“Nah…itu dia masalah di Masjid kita”, celeletuk salah satu dari peserta. Audiense tertawa ringan. Sementara, bapak-bapak yang sepuh tampak senyum-senyum pahit mendengar celetukan salah satu peserta itu.

“Nah, itulah salah satu masalah kita hari ini. Kita-kita yang sudah sepuh ini seringkali enggan menyerahkan pengelolan masjid kepada yang lebih muda. Memang agak repot jika masjid dikelola sama orang-orang yang sudah berumur seperti saya, dan kita-kita yang sudah berumur ini.
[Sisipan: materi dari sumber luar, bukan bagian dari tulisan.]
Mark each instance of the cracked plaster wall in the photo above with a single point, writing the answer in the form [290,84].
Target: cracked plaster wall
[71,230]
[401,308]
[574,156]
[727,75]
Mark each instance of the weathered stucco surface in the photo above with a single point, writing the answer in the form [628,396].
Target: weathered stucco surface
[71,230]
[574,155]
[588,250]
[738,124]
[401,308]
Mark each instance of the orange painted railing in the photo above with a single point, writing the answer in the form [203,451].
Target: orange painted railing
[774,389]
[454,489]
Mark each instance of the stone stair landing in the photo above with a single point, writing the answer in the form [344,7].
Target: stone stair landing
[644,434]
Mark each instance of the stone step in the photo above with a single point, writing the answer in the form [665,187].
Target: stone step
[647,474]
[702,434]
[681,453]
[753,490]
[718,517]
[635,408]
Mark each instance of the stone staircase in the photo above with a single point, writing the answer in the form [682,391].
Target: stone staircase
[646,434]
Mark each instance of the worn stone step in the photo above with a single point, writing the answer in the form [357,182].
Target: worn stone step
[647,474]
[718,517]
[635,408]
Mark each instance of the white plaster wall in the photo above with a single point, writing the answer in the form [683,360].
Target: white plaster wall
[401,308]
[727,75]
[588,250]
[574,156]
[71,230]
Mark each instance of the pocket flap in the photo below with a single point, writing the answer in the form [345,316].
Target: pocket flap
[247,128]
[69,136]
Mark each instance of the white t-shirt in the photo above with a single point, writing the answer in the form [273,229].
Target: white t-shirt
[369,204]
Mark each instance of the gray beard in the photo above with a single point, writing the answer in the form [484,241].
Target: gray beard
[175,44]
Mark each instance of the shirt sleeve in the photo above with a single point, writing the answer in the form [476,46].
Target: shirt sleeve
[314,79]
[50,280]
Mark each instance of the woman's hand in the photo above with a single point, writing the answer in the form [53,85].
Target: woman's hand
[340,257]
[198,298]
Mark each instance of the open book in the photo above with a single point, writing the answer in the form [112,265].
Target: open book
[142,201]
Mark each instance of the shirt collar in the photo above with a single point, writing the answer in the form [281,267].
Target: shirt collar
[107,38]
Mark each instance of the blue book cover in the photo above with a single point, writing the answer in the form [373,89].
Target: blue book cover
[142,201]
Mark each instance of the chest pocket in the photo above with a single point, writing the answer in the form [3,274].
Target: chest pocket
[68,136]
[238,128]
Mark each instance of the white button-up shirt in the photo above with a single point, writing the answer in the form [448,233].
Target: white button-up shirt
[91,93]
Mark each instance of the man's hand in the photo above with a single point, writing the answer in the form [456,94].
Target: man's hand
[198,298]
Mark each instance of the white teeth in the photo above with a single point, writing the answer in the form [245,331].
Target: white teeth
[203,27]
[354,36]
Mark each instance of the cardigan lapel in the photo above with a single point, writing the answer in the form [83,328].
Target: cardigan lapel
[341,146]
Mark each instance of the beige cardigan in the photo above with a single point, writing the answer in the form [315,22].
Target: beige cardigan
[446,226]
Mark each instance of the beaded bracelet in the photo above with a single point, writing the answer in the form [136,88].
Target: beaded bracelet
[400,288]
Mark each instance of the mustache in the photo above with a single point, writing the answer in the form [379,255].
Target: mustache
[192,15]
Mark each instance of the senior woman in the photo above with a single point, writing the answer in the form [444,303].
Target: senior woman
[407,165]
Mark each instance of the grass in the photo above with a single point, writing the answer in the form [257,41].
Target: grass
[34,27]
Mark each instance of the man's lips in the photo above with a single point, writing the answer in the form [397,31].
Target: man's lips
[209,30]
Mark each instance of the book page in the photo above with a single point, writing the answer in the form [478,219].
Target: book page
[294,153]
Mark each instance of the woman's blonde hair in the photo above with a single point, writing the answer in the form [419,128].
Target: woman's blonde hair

Terlebih jika masjid kita diurus oleh para pensiunan pns”, hatur Tok Ya sambil melempar senyum kepada audiense.

“Kalau saya tau diri. Sejak awal berdirinya Masjid Kapal Munzalan, saya menyerahkannya kepada Ustaz Luqmanulhakim. Saat itu umur beliau baru 30an tahun. Saya serahkan semua kepada beliau. Dan saya selalu akan bilang YA dengan apapun rencana yang disampaikan oleh Ustaz Luqmanulhakim. Makanya, saya dipanggil dengan panggilan Tok Ya. Tok itu singkatan dari datok. Sinomim dari kakek, orang yang sudah tua yang sudah bercucu.. Jadi Tok Ya berarti kakek-kakek yng selalu mengatakan Iya dengan anak-anak muda” jelas Tok Ya sambil senyum-senyum.

“Tapi ingat! Kita jangan sekedar hanya bisa mengatakan iya saja. Kita yang tua-tua harus memberikan support. Harus memberikan dukungan. Dukungan penuh. Bahkan korbankan apa yang kita punya untuk mendukung anak-anak muda. Nah, di Masjid Kapal Munzalan ini, hanya itu yang saya lakukan”, jelas Tok Ya.

Setelah itu, Tok Ya hening. Tak lama beliau melemparkan pertanyaan kepada auidinse yang sebagian besar berunur di atas 50 tahun.

“Jadi, apakah bapak-bapak berkenan mepercayakan pengelolaan masjid kita kepada anak-anak muda?”, tanya Tok ya.